TP 139 Performance of Cytology and HPV16/18 Genotyping Among a Large Cohort of HPV Positive Women Aged 30 Years and Older

Tuesday, June 10, 2014
Exhibit Hall
Megan Clarke, M.H.S.1, Sean Boyle, B.S.2, Robert Burk, M.D.3, Tina Raine-Bennett, M.D., M.P.H.4, Philip Castle, Ph.D., M.P.H.5, Nicolas Wentzensen, M.D., Ph.D.6, Julia Gage, Ph.D., M.P.H.6, Hormuzd Katki, Ph.D., M.P.H.7 and Mark Schiffman, M.D., M.P.H.6, 1Epidemiology, Johns Hopkins School of Public Health, Baltimore, MD, 2Research, Roche Molecular Systems, Pleasanton, CA, 3Department of Epidemiology and Population Health, Albert Einstein College of Medicine, Bronx, MD, 4Division of Research, Women's Health Research Institute, Kaiser Permanente Northern California, Oakland, CA, 5Epidemiology and Population Health, Albert Einstein College of Medicine, Bronx, NY, 6Division of Cancer Epidemiology and Genetics, National Cancer Institute, Rockville, MD, 7Division of Cancer Epidemiology and Genetics, National Cancer Institute, Rockville

Background:  Co-testing for HPV, the most commonly diagnosed sexually transmitted infection, has recently been incorporated into U.S. cervical cancer screening guidelines.  Currently, women who are HPV positive (HPV+) with ASC-US or worse cytology (ASC-US+) are referred to immediate colposcopy.  Those with normal cytology may be triaged with HPV16/18 genotyping and referred to colposcopy if HPV16/18+; however implementation of this approach in routine clinical practice has not been evaluated.  Here we use co-testing data from the Persistence and Progression cohort at Kaiser Permanente Northern California (KPNC) to evaluate the performance of cytology and HPV16/18 genotyping among HPV+ women 30+ years of age.

Methods:  We evaluated 34,242 women who tested HPV+ by Hybrid Capture 2 (Qiagen, Gaithersburg, MD).  Cases of cervical intraepithelial neoplasia grade 2 or worse that developed within approximately two years (CIN2+, n=4,154) plus a subset of <CIN2 (n=3,517) were genotyped using the Cobas HPV test, which separately detects HPV16/18 genotypes plus a pool of 12 additional carcinogenic HPV types (Roche Molecular Systems, Pleasanton, CA).  We calculated sensitivity and specificity, simulating the performance of cytology and HPV16/18 genotyping for triage of HPV+ women. 

Results:  Sensitivity and specificity of cytology for CIN2+ were 72.3% and 58.8%, respectively.  Among women with normal cytology, the sensitivity and specificity of HPV16/18 genotyping for CIN2+ were 41.7% and 81.1%, respectively.
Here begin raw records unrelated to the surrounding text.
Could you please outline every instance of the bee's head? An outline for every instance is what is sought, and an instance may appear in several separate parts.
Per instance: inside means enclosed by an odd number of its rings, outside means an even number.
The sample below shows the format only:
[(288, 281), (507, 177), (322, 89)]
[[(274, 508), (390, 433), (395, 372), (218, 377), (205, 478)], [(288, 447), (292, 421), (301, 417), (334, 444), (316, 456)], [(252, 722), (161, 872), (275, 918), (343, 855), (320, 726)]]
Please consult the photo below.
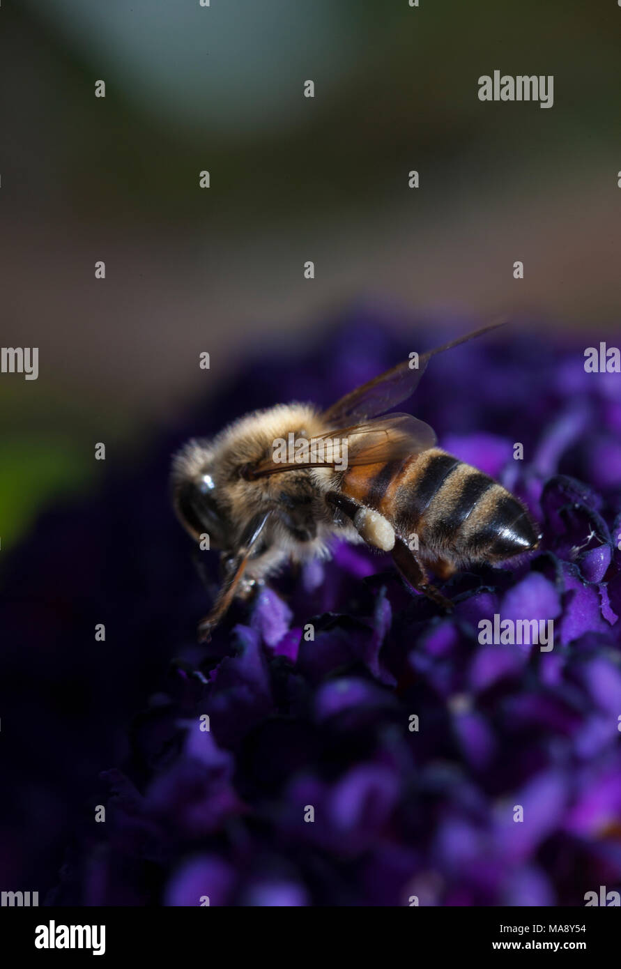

Sensitivity and specificity for the combination of cytology and HPV16/18 detection for CIN2+ were 84.4% and 47.7%, respectively.

Conclusions:  Among HPV+ women, a combination of ASC-US cytology and HPV16/18+ genotyping would immediately refer 84% with CIN2+ to colposcopy, leaving 16% who would be referred at 1-year follow-up.  Nearly half of HPV+ women who do not develop CIN2+ would still be sent to colposcopy. Management of HPV+ women while avoiding overtreatment remains a key challenge; whether this performance is adequate will depend on cost-effectiveness analyses.